No, this isn't a recent phenomenon. No, you (probably) won't get anything on Gitmo there. Yes, I'm behind the times posting this.

Now that we have that out of the way, there's a bunch of interesting Cold War stuff here:
In response to a declassification request by the National Security Archive, the secretive National Security Agency has declassified large portions of a four-part “top-secret Umbra” study, American Cryptology during the Cold War. Despite major redactions, this history discloses much new information about the agency’s history and the role of SIGINT and communications intelligence (COMINT) during the Cold War. Researched and written by NSA historian Thomas Johnson, the three parts released so far provide a frank assessment of the history of the Agency and its forerunners, warts-and-all.
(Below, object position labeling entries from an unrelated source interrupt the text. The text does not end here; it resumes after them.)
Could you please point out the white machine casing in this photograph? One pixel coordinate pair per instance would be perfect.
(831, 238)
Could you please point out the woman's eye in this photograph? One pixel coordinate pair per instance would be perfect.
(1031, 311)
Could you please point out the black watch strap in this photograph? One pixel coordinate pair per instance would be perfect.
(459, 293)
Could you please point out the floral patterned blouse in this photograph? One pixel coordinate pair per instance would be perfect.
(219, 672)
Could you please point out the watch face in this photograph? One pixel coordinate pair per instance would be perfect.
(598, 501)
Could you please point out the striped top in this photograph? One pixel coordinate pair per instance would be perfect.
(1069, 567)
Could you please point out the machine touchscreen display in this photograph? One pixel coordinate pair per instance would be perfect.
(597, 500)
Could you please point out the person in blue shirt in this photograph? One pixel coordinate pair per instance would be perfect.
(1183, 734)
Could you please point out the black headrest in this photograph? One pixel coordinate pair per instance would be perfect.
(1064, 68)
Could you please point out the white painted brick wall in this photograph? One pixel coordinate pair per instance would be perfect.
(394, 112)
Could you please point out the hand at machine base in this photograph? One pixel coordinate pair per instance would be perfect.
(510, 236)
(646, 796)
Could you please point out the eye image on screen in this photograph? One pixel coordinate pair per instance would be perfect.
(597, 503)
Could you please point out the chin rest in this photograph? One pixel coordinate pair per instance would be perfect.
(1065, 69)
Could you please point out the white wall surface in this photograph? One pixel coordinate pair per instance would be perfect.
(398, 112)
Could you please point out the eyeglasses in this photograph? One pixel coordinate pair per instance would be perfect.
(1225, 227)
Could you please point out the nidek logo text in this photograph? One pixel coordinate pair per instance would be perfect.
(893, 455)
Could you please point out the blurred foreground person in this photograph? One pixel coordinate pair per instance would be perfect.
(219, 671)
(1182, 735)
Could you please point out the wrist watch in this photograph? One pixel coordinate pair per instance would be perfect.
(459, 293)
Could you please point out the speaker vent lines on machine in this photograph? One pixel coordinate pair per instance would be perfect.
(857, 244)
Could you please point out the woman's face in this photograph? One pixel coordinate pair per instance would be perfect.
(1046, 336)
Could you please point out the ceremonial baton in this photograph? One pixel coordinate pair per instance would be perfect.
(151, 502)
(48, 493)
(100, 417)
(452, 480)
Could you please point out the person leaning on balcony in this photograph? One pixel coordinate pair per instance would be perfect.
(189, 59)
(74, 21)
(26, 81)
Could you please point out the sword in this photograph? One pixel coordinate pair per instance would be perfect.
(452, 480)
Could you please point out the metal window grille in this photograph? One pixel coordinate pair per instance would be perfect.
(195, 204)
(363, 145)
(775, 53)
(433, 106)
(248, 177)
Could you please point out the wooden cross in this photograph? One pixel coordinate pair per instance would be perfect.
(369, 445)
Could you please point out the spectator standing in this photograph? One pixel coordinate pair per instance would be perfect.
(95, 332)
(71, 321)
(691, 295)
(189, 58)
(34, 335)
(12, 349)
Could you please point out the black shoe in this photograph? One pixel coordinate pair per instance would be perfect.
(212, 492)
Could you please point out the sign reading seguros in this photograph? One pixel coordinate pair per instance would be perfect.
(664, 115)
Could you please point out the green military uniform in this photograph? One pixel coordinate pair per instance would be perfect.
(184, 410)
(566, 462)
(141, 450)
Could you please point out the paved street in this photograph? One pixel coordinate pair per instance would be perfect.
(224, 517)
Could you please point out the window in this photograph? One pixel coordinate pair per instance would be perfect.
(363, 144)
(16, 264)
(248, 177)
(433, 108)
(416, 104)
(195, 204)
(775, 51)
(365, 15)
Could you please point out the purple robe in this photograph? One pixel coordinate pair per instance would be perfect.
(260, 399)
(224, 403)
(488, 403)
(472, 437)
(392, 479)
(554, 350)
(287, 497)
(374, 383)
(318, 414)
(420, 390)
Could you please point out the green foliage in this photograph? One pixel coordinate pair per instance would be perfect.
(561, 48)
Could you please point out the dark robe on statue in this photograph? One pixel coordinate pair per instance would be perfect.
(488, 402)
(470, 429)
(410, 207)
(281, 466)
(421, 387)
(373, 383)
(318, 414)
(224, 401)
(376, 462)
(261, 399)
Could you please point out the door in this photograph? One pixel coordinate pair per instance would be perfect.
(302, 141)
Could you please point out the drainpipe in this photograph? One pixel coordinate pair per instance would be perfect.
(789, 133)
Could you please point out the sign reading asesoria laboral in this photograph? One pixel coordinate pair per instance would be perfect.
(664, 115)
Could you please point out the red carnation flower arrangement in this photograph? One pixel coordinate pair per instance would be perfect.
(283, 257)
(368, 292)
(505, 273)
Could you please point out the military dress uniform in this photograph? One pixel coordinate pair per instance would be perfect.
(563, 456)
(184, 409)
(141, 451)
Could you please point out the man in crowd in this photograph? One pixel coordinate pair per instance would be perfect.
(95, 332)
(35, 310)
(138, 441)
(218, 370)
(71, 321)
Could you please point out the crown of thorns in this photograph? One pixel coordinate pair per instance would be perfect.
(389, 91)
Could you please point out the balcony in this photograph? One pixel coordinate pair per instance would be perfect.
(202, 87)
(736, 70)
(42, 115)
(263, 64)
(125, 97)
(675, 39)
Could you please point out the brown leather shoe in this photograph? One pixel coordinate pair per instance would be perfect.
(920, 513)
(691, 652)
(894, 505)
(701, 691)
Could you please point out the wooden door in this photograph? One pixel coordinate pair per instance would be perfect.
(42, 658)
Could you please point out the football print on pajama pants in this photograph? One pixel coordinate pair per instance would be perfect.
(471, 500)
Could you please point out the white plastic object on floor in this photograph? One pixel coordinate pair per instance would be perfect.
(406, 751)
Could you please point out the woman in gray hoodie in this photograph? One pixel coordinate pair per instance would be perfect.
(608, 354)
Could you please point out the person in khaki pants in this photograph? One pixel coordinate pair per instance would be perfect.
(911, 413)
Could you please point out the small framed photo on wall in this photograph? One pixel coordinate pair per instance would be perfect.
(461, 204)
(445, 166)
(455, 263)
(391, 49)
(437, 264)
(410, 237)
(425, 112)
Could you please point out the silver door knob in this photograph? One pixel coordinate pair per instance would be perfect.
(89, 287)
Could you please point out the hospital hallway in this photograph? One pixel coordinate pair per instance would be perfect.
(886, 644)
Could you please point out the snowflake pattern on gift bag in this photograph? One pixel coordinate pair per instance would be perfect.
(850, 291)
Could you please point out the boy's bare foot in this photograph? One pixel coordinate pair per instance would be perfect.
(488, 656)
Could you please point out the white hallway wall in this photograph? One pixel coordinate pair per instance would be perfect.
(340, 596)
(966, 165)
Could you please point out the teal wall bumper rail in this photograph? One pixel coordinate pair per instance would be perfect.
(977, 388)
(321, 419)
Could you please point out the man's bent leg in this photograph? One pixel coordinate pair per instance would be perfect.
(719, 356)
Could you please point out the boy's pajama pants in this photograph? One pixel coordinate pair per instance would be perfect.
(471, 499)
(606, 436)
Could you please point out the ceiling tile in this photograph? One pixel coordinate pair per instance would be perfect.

So this is the formerly secret, internal, Eyes Only NSA study of US Cryptographic and SIGINT efforts during the Cold War. There are victories:
Ten days before the Soviet Union invaded Afghanistan on 28 December 1979, U.S. intelligence agencies provided “specific warning” of the invasion. The post-mortems evaluating intelligence estimates of the Soviet invasion “were unanimous in describing [them] as an intelligence success.”
The Cuban Missile Crisis of 1962 was a major strategic intelligence failure for NSA. SIGINT provided no warning of the presence of Soviet nuclear-armed intermediate and medium-range ballistic missiles in Cuba prior to their discovery by U-2 reconnaissance aircraft; according to Johnson, this “marked the most significant failure of SIGINT to warn national leaders since World War II.”
and missed opportunities:
In April 1975, as the North Vietnamese military prepared for the final offensive to capture the beleaguered South Vietnamese capital of Saigon, ambassador Graham Martin refused to believe SIGINT reporting which clearly indicated that the offensive was about to commence, arguing that the intercepts were a “deception.” He believed that North Vietnamese wanted a coalition government, not military victory. The offensive began on April 26, 1975. Three days later, Saigon fell.
It also discusses the terrible working relationship between the CIA and the NSA.

If you are an Intel-geek, then this site is a must read.